I recently wrote in The Signal how diversity can be a strength as well as a weakness, a vulnerability, that can be exploited to keep us hostile and divided (for whatever purpose). And although it is true that we are all equally “human,” we are also as unique and individual as fingerprints, and in that sense none of us are equal to anyone else. That being said I think it’s important to practice equal treatment as human beings while recognizing the fact that no two people are exactly alike insofar as their abilities are concerned. In the crudest sense, men do not have a uterus and ovaries and women do not have testicles, or to paraphrase John McEnroe, Serena Williams would be the 700th best tennis player in the men’s league. Sexist perhaps, but quite factual.

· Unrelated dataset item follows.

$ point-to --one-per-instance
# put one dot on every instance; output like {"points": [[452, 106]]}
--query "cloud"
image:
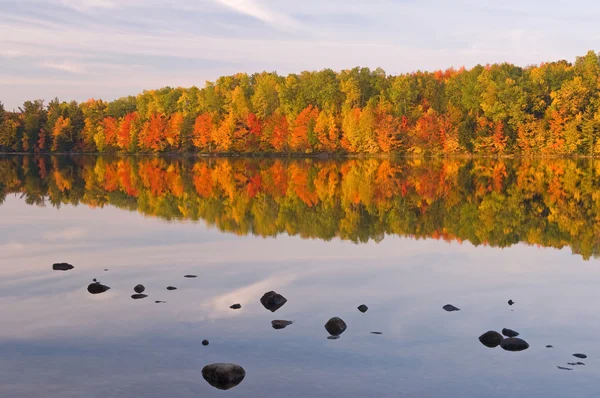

These material differences do not, however, in any way justify the unwarranted attacks and abuses that members of the LGBTQ community have suffered at the hands of those calling themselves “normal” people. As far as I’m concerned everyone is normal and yet nobody is normal. In reality there is no normal… there’s just us. But there is another problem here, and it resides in the category of “two wrongs don’t make a right.”
However wrong those “normal” people may be in the way they treat those in the LGBTQ community, I don’t see an equal and opposite backlash as being the correction of that injustice or a solution to that problem. Getting in my face is not going to make me accept you or like you for what you are. It is, in fact, going to make me resist you all the more. Consider this: I was once confronted by a gay man who asked me if I had a problem with him being gay. I replied that I didn’t, and in return I asked if he had a problem with being gay. Or, to use an analogy, I’m not saying it’s going to be easy to get me to eat, but I’d rather be offered the food than be force-fed. How’s that for “food for thought”?